— Я жил тихо и спокойно, никого не обижал, делал свое дело и другим не мешал делать свое; больше я ничего не требовал. Но вот этот Иоанн начал проповедовать, и тотчас же все люди точно обезумели. В особенности старые, это удивительно, в особенности старые люди. Почему именно старые?
Он с тревожным недоумением взглянул на старика, как бы надеясь в ответе на этот вопрос найти разрешение важной загадки. Но, когда тот ничего не ответил, он продолжал:
— Но, когда я пришел сюда, нет, постой, ведь у меня старуха-мать, — она слепая, и вот она тоже помешалась и ни днем, ни ночью не давала мне покою, так что, в конце концов, я должен был уступить ей и повести ее сюда.
— Но вот что я скажу тебе, — прибавил он шепотом, — я боялся; все время у меня было предчувствие несчастия, что-то предостерегало меня, да, я боялся!
Он взглянул на старика и сердито перебил сам себя:
— Нет, неправда! Я не боялся его, — я его ненавидел, и когда он стоял передо мной со своими иссохшими членами и горящими глазами, — глаза, эти глаза, — с тех пор я вижу их повсюду… Но я не боялся его; он проклинал и угрожал, говорил о каре Господней и об адском огне, и тогда я расхохотался над ним, прямо в лицо ему расхохотался!
Он тревожно и пытливо взглянул на старика. Тот вырвался от него, как от зачумленного.
— Горе тебе! Что ты сделал! — воскликнул он.
Лицо Иуды омрачилось, и подозрение мелькнуло в его взоре.
— Да, я сделал это, — глухо сказал он, — и сделал бы это и во второй раз… Ты сам же сказал, чего мне бояться его?
Старик испуганно отступил назад и, как бы стараясь остановить его, протянул вперед руки. Иуда презрительно засмеялся.
— Ты тоже боишься его!
Он повернулся и прошел несколько шагов; потом опять остановился и произнес медленно, как бы вызывающе:
— Я ненавижу его!
И, не обращая больше внимания на старика, он удалился медлительной поступью, упрямо питая в себе эту мысль, цепляясь за нее, как за спасительную доску в том сомнении, которое пробудилось в его душе.
Вдруг ему вспомнились последние слова старца, и он снова остановился.
— Мне горе? — подумал он. — За что? И он, пророк, тоже проклял меня! А я сам, разве не клял я и не проклинал!
Внезапно на него напала ужасная тоска; повинуясь внушению минуты, он упал на колени и пролепетал:
— Господи, неужели же все — проклятие?
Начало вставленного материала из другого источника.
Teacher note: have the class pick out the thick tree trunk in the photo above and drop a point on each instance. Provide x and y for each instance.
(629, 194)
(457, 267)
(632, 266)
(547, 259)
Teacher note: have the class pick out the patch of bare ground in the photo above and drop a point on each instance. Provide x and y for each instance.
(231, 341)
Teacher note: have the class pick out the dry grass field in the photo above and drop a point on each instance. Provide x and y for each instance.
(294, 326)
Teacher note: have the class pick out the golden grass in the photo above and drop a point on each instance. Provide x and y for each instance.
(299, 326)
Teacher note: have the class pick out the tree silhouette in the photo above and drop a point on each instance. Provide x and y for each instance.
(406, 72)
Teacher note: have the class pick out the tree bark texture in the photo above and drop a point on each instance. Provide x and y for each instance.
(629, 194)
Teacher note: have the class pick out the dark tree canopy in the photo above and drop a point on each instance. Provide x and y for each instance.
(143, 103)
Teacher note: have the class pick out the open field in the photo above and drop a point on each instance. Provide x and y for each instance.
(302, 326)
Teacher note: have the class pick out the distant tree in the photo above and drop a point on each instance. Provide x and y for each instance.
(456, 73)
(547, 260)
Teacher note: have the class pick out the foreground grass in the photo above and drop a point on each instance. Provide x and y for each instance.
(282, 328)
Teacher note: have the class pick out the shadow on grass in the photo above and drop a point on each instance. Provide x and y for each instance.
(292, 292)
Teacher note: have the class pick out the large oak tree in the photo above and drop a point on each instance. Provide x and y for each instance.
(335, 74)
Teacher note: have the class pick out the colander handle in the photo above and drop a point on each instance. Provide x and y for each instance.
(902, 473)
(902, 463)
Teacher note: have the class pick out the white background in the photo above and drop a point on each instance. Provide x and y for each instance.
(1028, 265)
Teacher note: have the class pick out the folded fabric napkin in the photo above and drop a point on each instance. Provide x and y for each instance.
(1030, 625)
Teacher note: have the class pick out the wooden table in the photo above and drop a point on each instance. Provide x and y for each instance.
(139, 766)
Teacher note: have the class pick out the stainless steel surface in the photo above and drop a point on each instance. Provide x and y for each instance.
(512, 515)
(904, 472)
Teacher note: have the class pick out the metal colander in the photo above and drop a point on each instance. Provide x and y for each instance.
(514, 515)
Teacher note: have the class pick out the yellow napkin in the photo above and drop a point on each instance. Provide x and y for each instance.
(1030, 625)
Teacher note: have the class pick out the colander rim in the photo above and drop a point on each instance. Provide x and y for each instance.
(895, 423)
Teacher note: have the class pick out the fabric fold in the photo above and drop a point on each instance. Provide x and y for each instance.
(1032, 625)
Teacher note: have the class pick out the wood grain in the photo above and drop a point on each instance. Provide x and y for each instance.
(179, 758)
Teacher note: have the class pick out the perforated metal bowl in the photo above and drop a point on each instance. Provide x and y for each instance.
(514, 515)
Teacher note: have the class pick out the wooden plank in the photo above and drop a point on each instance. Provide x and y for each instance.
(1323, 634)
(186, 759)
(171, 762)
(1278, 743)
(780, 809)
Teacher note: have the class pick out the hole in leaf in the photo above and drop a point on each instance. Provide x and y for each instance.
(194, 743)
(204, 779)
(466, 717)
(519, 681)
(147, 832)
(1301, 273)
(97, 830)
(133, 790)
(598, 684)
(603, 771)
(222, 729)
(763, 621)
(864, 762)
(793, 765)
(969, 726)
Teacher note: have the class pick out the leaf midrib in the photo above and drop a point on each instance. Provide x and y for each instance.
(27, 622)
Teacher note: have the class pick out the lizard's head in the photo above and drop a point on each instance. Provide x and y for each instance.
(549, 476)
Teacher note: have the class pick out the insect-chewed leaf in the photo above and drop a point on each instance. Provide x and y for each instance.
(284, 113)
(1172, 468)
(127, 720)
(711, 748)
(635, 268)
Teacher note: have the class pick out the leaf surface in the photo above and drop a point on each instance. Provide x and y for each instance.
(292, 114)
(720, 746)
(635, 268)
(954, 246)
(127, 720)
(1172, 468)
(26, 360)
Господи, я устал клясть и устал принимать проклятия. Господи, Господи!
Но у него было безотрадное чувство, что молитвы его, никем не услышанные, тщетно оглашают пространство.
«Ах, я глупец! — подумал он, — ведь Он Бог гнева! Но в чем же моя вина, в чем же моя вина?»
Он бросился на землю и закрыл лицо руками. Им овладела глубокая, горькая печаль, какой он раньше не испытывал никогда; ему захотелось плакать, но вместе с тем он чувствовал, что у него нет слез. И сердце в его груди терзалось болью, которой он не понимал и которой не мог дать исхода.
Он привстал наполовину, прислонился к утесу и стал неподвижно смотреть пред собой. Какие-то слова зазвучали в его ушах; он не мог вспомнить, когда и где он их слышал, но, без сомнения, это было давно, быть может когда он был ребенком. Так странно знакомыми казались они ему теперь.
«Те что сеют в слезах, будут в радости жать.»
«Вот идут они с поля и плачут…»
«Плачут, — подумал он, — я никогда не плакал!»
Солнце стояло теперь большое и красное над западным краем горизонта, и горы отбрасывали длинные тени. Теплое вечернее сияние придало что-то смягченное и меланхолическое голому, суровому ландшафту.
Пламенеющий диск медленно опускался, и, когда он исчез, точно умирающий вздох пронесся по пространству, и с темнеющего неба спустилась на всю окрестность тишина, ночная тишина пустыни, глубокая, неосязаемая, но в то же время столь действительная, столь неотвратимая, что она как будто слилась воедино с мраком.
Тогда одиночество снова стало тяготеть над Иудой. Ему сделалось жутко от мрака и тишины. Ему казалось, что он чувствует присутствие чего-то чуждого, чего-то невидимого, неуловимого, какой-то странной, загадочной силы, наполняющей вокруг него пространство. И ему почудилось, что его судьба вовлекается теперь в свой заколдованный круг, связывается для того, чтоб никогда больше не вырваться на свободу. Он почувствовал себя скованным чем-то, чего не мог видеть, не мог понять, что превращалось в ничто, как только он пытался возмутиться против него, но, тем не менее, постоянно было тут, неотвратимое, неисповедимое.